The rest of the flight up to Ukiah was quite smooth, if a bit slow due to what became a strong headwind. A true airspeed of 128 knots had our ground speed at 93 knots, at only 6000 feet! Good thing I wasn't flying a Piper Cub or something. Anyway, the flight was smooth; I'm sure it was beautiful too except I wouldn't know since I was wearing my foggles. Once I got into the approach, things started going south a bit. I made the mistake of flying outbound on the localizer course for only one minute, instead of the recommended two minutes (and totally screwed up the "reverse sensing" -- when flying outbound on a localizer, the indicator needle shows the inverse indication from what you'd expect), which meant that I wasn't prepared to be inbound by the time I was inbound. Plus, the GPS was being a complete mystery to me, and I needed it to get the required DME distances from the localizer. Basically I fell pretty far behind, and got flustered. All that considered, I flew the approach OK, until I was on the missed approach, and for some reason decided it was more important to contact ATC than to put in my course guidance. Stupid.

So, with John's help I made it onto the missed approach and back toward ENI VOR, and requested (John requested) an IFR clearance to SAC. We got the clearance, and as I tried to find the appropriate radial out of ENI, I stayed at 90 knots (85, actually) because I didn't want to go too far without course guidance. John of course questioned this, but at least I had a reason for it when he asked. He did suggest that I use the autopilot as I was clearly overloaded, and my response was that I thought the autopilot would add more work -- a clear indication that I need to be more familiar with autopilot ops as well.

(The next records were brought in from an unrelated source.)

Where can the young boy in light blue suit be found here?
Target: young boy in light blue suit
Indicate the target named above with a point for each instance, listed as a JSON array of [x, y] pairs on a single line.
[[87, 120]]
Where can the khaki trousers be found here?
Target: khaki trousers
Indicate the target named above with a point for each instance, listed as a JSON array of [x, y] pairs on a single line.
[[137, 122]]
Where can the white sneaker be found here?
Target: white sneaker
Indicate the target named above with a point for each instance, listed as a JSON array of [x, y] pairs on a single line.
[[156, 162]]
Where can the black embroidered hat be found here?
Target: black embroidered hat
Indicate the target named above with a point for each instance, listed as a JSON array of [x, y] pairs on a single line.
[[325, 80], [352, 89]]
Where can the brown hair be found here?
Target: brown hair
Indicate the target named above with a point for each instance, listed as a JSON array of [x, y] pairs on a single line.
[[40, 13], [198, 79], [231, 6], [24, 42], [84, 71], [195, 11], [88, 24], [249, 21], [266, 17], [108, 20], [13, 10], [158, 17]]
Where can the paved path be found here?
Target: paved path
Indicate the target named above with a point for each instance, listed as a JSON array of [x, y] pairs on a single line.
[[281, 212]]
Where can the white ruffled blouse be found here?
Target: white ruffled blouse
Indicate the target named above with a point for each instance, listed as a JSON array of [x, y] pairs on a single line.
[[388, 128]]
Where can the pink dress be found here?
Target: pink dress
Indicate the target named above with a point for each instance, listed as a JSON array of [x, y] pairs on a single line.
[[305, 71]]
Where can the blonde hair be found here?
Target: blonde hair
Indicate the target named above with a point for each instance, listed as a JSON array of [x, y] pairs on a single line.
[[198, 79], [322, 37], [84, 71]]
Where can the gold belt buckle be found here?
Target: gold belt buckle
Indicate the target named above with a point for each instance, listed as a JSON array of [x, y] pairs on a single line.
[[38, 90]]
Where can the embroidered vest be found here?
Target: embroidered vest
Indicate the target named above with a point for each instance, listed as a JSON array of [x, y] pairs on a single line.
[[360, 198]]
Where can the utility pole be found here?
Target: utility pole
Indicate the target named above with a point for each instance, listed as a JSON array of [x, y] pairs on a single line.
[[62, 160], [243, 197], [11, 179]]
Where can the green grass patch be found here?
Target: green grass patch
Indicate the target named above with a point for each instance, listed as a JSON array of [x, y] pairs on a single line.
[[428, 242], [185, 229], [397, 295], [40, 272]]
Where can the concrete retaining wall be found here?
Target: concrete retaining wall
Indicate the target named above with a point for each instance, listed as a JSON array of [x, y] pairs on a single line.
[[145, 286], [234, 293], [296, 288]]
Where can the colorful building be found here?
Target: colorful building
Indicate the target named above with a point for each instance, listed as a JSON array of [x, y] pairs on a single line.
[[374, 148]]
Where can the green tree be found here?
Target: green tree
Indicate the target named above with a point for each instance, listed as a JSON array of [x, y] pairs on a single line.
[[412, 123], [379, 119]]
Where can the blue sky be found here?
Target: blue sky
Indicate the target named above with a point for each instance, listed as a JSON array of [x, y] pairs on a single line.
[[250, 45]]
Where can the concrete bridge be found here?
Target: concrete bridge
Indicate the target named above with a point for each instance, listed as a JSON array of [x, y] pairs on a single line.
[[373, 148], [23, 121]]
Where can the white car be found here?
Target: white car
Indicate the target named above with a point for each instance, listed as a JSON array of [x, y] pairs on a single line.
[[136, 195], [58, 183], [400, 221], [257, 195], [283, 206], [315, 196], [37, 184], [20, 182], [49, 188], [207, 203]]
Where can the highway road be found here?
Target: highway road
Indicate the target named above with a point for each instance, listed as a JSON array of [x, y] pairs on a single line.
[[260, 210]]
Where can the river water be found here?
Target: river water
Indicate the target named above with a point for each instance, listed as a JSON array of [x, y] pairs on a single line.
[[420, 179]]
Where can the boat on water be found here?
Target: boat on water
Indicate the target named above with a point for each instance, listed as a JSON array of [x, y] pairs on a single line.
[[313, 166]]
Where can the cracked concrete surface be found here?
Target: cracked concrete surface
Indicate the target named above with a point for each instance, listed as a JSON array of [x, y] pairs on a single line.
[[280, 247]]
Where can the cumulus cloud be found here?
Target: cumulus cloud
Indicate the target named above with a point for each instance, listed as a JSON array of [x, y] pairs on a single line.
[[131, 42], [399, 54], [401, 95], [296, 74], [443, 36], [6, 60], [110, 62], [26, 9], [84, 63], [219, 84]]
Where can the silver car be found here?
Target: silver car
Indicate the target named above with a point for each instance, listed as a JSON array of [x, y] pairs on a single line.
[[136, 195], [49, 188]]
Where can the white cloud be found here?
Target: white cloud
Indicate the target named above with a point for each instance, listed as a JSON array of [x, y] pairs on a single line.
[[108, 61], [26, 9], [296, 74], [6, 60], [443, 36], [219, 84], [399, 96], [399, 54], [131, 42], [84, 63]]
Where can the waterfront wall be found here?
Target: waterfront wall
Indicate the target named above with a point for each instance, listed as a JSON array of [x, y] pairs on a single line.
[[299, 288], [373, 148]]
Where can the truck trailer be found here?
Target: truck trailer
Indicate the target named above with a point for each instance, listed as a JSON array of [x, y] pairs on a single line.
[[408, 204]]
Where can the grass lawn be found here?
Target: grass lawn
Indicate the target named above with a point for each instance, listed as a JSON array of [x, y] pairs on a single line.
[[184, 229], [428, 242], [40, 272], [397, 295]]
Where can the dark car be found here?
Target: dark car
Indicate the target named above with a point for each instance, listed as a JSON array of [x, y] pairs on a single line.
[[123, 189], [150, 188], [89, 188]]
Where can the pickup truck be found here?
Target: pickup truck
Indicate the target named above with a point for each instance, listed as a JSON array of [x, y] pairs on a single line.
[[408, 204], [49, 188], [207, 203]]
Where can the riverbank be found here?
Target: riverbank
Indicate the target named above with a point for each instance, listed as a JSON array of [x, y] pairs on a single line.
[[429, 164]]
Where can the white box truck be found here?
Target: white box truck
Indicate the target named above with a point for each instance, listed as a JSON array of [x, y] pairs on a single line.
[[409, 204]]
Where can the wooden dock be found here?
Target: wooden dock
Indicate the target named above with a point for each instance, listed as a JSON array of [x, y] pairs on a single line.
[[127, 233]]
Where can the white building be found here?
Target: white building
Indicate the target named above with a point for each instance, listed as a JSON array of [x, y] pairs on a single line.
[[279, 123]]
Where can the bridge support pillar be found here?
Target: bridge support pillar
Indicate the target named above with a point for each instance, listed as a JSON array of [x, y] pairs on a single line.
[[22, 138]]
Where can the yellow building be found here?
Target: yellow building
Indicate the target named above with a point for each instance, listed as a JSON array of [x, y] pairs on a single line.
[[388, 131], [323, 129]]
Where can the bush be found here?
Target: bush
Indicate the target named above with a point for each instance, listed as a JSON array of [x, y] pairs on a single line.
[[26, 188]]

The flight to Sacramento was not bad, except for a moment where all indications were that we were entering an extreme climb, and yet our altitude was constant -- John figured and later told me that it must have been an extreme downdraft off the nearby mountains, combined with the autopilot trying to hold altitude, so my action of adding power and disengaging the autopilot was pretty much correct. The approach at SAC went very well (John even complimented me on it later), except that in the circle-to-land, I circled-to and nearly landed-on the wrong runway. Not good. Just a lapse in attention, the kind of thing that I can't allow to happen.

So we landed on 30 in Sacramento, and taxied back and awaited our clearance back to PAO. When it came, I had some fun trying to copy it. SAC-R157 MOVDD ECA-R215 CEDES SJC Direct. Radials? That's new for me. But I copied it, found it on the charts, and flew it without incident. I was tired, and Palo Alto was a very welcome sight. By the time we taxied back and shut down, it was 4.2 hours of engine-on time. Definitely my longest single flight ever, and most of it under the hood!

So I'll do a couple of flights with John to get more comfortable with the GPS, then do my phase check with Ali, and then on to the FAA check ride. I need to study!